In squalid camps in Bangladesh, hundreds of thousands of Rohingya who have fled violence and persecution in neighboring Myanmar dream of a better life abroad — and rely on increasingly high-tech trafficking networks to get them there.
Dhaka denies new arrivals refugee status and, after a major crackdown sealed off the ocean routes traditionally used to traffic migrants to Southeast Asia, many Rohingya are turning to complex smuggling operations to escape Bangladesh.
“People are desperate to leave the camps,” community leader Mohammad Idris said. “Those who have money or gold ornaments are paying smugglers to get them out by air, and those who don’t are trying roads.”
The Rohingya, who live mainly in Myanmar, are one of the most persecuted minorities in the world.
Many now live in grinding poverty in Bangladesh’s southeast coastal district of Cox’s Bazar, packed into camps that were home to more than 300,000 Rohingya even before about 70,000 new arrivals poured across the border after the Burmese army launched a bloody crackdown in October last year.
Bangladesh denies them the right to work and is proposing to rehouse them on a mosquito-infested island that regularly floods at high tide.
For years, rickety boats were the main mode of escape for the refugees who would pay hefty amounts to smugglers to get them to Malaysia and Thailand.
Those routes were cut off in 2015 when mass graves of would-be migrants, many of them killed at sea, were discovered in Thailand, triggering a global outcry and a major crackdown on traffickers.
However, the smuggling networks swiftly identified new routes out of Bangladesh by air and road, using mobile payments to operate internationally.
Mohammad, an undocumented 20-year-old Rohingya, said he spent 600,000 Bangladeshi takas (US$7,446) to reach Saudi Arabia, where he now lives.
“I paid a local friend for a Bangladeshi passport and other papers. He also helped me pass through the immigration,” Mohammad said using the WhatsApp messaging service.
He asked that his family name not be used.
As it becomes more difficult for refugees to leave Bangladesh, many have been forced to head to destinations once considered less appealing.
Those who cannot afford flights are using buses and even traveling on foot to escape Bangladesh, going to India before moving on to Nepal or Pakistan.
Some have even settled in the troubled Kashmir region.
There is no reliable data on the value of the trafficking trade, but estimates suggest it is worth millions of US dollars in Bangladesh alone.
These networks arrange fake Bangladeshi passports and birth certificates for the Rohingya, a stateless ethnic minority denied citizenship rights in Myanmar even though they have lived in the Buddhist-majority nation for generations.
“It’s unbelievable how deep the traffickers’ grassroots network is and how smoothly they operate across nations,” said Shakirul Islam, head of a refugees’ welfare organization called Ovibashi Karmi Unnayan Program.

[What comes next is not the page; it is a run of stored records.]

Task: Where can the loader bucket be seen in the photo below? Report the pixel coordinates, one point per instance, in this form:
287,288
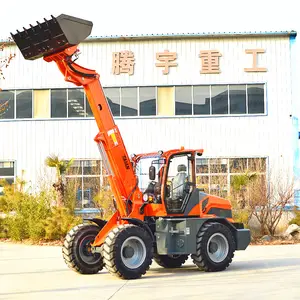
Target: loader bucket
52,36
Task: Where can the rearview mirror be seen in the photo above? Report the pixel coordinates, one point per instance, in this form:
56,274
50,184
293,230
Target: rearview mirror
152,173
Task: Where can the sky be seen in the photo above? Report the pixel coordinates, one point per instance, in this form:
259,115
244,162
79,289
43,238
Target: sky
130,17
118,17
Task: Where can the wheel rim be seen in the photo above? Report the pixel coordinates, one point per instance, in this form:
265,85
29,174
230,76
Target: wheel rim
133,252
217,247
85,250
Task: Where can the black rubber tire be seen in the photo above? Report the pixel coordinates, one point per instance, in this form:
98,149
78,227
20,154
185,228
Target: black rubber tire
112,256
168,261
201,259
72,250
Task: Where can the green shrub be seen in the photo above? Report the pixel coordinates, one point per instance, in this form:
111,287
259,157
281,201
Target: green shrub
104,200
25,213
296,219
59,223
241,216
3,228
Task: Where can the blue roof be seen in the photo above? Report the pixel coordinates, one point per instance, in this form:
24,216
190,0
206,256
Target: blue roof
188,35
192,35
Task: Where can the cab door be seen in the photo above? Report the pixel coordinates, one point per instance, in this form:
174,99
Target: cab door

Migration expert Jalaluddin Sikder said a proliferation of mobile phone money transfer services in Bangladesh was making it easier for the traffickers to do business internationally.
“Multinational trafficking rackets are now a phone call away,” said Sikder, who works in Dhaka’s Refugee and Migratory Movements Research Unit, Bangladesh’s main private think tank on cross-border migration.
Research conducted last year by a local charity uncovered complex underground trafficking networks that span the globe, using sophisticated technology to distribute payments globally without detection.
“They are efficient in distributing the money to all the key players,” said Selim Ahmed Parvez, researcher for the Manusher Jonno Foundation.
These range from “local trafficking agents, to law-enforcing officers, administrative officials, politicians and the kingpins,” he said.
The Rapid Action Battalion (RAB), an elite force fighting militancy and organized crime in Bangladesh, said they were working to stop Rohingya being smuggled out of the country.
“It [trafficking] is happening here and we’re trying hard to identify the routes and the channels the smugglers use,” said Nurul Amin, RAB commander for Cox’s Bazar.